Pada tahun 1544, sepupu pertama Willem yang agnatik, René dari Châlon, Pangeran Oranye, meninggal dalam pengepungan St Dizier tanpa memiliki anak. Dalam wasiatnya, René dari Chalon menunjuk Willem sebagai pewaris seluruh harta bendanya, termasuk gelarnya sebagai Pangeran Oranye, dengan syarat ia menerima pendidikan Katolik Roma.[1] Ayah Willem menyetujui persyaratan ini atas nama putranya yang berusia 11 tahun, dan ini di sinilah didirikannya Wangsa Orange-Nassau. Selain Kepangeranan Oranye (sekarang terletak di Perancis) dan tanah-tanah penting di Jerman, Willem juga mewarisi perkebunan yang luas di Negara-Negara Rendah (sekarang Belanda dan Belgia) dari sepupunya. Karena usia Willem yang masih muda, Kaisar Karl V yang merupakan penguasa sebagian besar wilayah ini, menjabat sebagai bupati sampai Willem cukup umur untuk memerintah sendiri.

 
Willem diangkat menjadi kapten oleh Kaisar Karl V pada usia 22 tahun

Willem dikirim ke Belanda untuk menerima pendidikan Katolik Roma yang diperlukan, pertama di tanah milik keluarga di Breda dan kemudian di Brussel, di bawah pengawasan saudara perempuan sang Kaisar, Maria dari Hongaria, gubernur Habsburg Belanda (Tujuh Belas Provinsi). Di Brussel, ia diajari bahasa asing dan menerima pendidikan militer dan diplomatik[2] di bawah arahan Jérôme Perrenot de Champagney, saudara laki-laki Kardinal de Granvelle.

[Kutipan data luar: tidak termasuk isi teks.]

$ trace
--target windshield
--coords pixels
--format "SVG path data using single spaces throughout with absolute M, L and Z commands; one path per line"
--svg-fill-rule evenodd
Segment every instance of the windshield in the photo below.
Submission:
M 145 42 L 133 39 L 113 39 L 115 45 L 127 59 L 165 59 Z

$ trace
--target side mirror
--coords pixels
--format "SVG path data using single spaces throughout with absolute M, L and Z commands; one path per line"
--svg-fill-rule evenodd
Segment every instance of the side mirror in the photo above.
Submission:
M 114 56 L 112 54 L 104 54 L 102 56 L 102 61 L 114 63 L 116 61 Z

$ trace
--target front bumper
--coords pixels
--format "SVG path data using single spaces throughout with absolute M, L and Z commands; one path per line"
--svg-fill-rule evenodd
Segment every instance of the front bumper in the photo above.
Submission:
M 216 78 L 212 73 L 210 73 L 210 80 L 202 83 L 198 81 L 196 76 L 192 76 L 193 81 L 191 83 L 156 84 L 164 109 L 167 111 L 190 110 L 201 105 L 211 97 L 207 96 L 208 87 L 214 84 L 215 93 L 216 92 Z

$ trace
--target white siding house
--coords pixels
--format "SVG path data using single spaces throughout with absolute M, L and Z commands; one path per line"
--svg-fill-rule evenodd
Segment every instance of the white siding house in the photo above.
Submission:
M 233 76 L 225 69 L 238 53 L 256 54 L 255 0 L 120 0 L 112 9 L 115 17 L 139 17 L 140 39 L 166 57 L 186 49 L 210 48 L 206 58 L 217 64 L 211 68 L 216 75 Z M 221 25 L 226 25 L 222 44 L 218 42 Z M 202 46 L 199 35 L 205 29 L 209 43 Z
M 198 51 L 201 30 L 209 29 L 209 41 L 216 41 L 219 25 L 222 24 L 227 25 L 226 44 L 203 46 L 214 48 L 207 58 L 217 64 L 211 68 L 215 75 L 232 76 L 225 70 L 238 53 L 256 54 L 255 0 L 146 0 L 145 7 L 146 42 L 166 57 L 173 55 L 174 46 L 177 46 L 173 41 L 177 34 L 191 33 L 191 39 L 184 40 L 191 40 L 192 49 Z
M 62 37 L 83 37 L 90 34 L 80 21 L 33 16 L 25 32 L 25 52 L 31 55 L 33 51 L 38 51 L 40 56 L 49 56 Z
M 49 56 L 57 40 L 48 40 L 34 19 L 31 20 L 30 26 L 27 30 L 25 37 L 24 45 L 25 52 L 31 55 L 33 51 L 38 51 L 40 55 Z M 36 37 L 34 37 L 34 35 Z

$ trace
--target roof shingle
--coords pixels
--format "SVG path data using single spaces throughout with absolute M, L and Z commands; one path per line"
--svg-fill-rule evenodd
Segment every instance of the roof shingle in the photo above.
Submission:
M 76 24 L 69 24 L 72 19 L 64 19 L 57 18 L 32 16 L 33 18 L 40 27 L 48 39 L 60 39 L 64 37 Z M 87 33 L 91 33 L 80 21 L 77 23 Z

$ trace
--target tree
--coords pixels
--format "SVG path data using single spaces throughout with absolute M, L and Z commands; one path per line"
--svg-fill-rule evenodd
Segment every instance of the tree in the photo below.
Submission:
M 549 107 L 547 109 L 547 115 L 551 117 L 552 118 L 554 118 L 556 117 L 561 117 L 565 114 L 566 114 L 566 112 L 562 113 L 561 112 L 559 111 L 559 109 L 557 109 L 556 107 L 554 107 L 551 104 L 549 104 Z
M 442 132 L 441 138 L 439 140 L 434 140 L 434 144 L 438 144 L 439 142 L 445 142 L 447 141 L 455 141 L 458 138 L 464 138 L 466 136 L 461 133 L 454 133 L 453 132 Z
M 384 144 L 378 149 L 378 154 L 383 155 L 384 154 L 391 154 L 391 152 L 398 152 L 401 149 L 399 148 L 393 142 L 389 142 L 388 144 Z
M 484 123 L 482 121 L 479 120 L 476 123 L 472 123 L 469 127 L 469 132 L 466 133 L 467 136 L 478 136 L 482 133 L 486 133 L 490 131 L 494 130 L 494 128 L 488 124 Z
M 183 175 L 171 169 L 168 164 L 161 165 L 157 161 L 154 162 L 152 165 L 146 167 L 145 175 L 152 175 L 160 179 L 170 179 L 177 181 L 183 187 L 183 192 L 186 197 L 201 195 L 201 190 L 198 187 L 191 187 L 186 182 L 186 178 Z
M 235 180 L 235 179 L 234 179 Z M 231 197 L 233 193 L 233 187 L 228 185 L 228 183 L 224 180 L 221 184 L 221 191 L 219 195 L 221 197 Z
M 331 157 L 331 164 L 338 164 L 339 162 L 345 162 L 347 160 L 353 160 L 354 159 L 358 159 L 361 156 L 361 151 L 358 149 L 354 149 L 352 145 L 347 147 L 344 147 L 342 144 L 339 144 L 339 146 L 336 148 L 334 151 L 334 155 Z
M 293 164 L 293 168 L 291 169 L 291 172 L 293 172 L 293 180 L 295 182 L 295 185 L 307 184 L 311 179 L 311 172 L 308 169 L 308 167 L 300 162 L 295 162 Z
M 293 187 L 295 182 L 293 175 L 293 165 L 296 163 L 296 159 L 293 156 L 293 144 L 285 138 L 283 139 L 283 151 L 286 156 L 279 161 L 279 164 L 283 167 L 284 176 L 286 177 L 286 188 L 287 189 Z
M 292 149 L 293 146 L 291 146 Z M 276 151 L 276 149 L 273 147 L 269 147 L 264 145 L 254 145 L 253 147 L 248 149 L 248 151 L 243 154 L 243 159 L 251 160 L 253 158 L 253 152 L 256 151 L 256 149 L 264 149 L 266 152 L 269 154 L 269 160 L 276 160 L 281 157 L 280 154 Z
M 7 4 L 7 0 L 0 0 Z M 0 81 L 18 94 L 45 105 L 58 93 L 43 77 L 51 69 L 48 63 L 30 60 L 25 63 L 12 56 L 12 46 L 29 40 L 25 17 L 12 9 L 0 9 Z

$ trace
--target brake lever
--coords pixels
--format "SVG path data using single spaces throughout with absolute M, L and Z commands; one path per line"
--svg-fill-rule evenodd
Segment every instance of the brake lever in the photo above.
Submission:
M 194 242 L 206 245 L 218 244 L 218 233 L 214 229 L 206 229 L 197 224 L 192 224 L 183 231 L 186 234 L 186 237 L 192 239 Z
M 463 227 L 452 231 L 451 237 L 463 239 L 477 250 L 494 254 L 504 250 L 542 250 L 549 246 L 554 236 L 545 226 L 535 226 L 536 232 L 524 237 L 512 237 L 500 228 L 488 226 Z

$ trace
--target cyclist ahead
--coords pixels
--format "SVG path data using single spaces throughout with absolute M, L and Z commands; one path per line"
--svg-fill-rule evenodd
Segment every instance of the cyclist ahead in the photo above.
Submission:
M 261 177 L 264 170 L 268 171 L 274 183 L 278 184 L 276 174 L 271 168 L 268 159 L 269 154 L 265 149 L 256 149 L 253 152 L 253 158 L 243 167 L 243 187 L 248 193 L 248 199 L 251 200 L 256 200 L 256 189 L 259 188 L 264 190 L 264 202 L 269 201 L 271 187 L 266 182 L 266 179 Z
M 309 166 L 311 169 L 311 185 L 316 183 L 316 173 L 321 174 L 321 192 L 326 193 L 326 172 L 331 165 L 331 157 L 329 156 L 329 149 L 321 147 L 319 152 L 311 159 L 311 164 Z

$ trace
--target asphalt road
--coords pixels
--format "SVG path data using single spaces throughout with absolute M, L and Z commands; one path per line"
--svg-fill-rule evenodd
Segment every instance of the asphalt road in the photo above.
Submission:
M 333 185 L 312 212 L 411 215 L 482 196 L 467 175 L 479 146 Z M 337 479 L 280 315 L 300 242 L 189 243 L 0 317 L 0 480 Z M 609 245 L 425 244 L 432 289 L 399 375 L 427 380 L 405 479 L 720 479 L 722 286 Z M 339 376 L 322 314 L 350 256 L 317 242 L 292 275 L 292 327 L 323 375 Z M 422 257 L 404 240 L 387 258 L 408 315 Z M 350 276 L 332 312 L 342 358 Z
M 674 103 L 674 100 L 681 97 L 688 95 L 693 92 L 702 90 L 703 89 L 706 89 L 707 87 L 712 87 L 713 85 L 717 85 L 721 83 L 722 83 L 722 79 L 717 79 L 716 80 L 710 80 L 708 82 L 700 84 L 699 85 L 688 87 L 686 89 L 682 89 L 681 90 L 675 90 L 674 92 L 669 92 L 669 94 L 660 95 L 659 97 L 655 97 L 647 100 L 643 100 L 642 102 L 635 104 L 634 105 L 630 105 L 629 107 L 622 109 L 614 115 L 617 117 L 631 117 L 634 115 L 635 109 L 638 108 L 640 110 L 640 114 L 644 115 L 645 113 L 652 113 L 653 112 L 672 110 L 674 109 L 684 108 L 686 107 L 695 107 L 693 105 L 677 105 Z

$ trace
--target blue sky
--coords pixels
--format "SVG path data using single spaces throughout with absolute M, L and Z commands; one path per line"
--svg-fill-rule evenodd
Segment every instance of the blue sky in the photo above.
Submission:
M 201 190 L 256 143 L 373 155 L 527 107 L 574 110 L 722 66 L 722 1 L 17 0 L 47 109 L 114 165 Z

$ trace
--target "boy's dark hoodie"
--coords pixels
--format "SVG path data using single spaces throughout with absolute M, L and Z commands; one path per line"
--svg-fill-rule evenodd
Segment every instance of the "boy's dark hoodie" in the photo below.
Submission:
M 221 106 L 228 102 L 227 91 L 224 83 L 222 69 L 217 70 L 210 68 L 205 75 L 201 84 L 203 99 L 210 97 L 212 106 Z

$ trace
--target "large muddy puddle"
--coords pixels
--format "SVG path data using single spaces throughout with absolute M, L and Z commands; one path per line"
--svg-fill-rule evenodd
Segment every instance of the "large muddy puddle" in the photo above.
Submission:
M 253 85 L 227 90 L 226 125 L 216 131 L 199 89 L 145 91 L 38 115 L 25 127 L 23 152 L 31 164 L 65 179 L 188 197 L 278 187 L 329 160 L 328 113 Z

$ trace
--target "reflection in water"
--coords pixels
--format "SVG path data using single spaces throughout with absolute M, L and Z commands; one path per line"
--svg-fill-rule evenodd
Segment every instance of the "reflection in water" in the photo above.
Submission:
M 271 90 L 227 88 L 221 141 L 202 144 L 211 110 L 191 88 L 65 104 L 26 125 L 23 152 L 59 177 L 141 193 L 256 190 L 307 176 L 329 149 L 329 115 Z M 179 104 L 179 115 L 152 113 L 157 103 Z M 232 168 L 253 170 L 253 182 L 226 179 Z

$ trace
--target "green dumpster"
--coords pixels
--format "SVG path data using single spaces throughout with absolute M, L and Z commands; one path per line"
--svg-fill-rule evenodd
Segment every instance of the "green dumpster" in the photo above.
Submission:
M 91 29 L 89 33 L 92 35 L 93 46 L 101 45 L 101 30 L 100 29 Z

Pada tanggal 6 Juli 1551, Willem menikahi Anna, putri dan pewaris Maximiliaan van Egmond, seorang bangsawan penting Belanda, sebuah perjodohan yang telah diatur oleh Karl V.[1] Ayah Anna meninggal pada tahun 1548, dan oleh karena itu Willem menjadi Penguasa Egmond dan Pangeran Buren pada hari pernikahannya. Pernikahan itu berlangsung bahagia dan menghasilkan tiga anak, salah satunya meninggal saat masih bayi. Anna meninggal pada tanggal 24 Maret 1558, dalam usia 25 tahun, membuat Willem sangat berduka.

Karir sunting

Orang favorit kekaisaran sunting

 
Lambang Willem Sang Pendiam

Menjadi bangsal Karl V dan menerima pendidikannya di bawah bimbingan saudara perempuan Kaisar, Maria, Willem mendapat perhatian khusus dari keluarga kekaisaran dan menjadi orang favorit. Ia diangkat menjadi kapten kavaleri pada tahun 1551 dan mendapat kenaikan pangkat yang pesat setelahnya, hingga menjadi komandan salah satu pasukan Kaisar pada usia 22 tahun. Ini terjadi pada tahun 1555, ketika Karl mengirimnya ke Bayonne dengan 20.000 tentara untuk merebut kota itu dari Prancis. Willem juga diangkat menjadi anggota Raad van State (Dewan Negara), dewan penasihat politik tertinggi di Belanda.[3] Pada bulan November di tahun yang sama (1555), Kaisar Karl yang menderita asam urat bersandar di bahu Willem selama upacara ketika ia turun tahta dari Negeri-negeri Rendah demi putranya, Felipe II dari Spanyol.[4] Willem juga terpilih untuk membawa lambang Kekaisaran Romawi Suci kepada saudara laki-laki Karl, Ferdinand, ketika Karl mengundurkan diri dari mahkota kekaisaran pada tahun 1556 dan merupakan salah satu penandatangan Spanyol pada Perjanjian Cateau-Cambrésis pada bulan April 1559.[1]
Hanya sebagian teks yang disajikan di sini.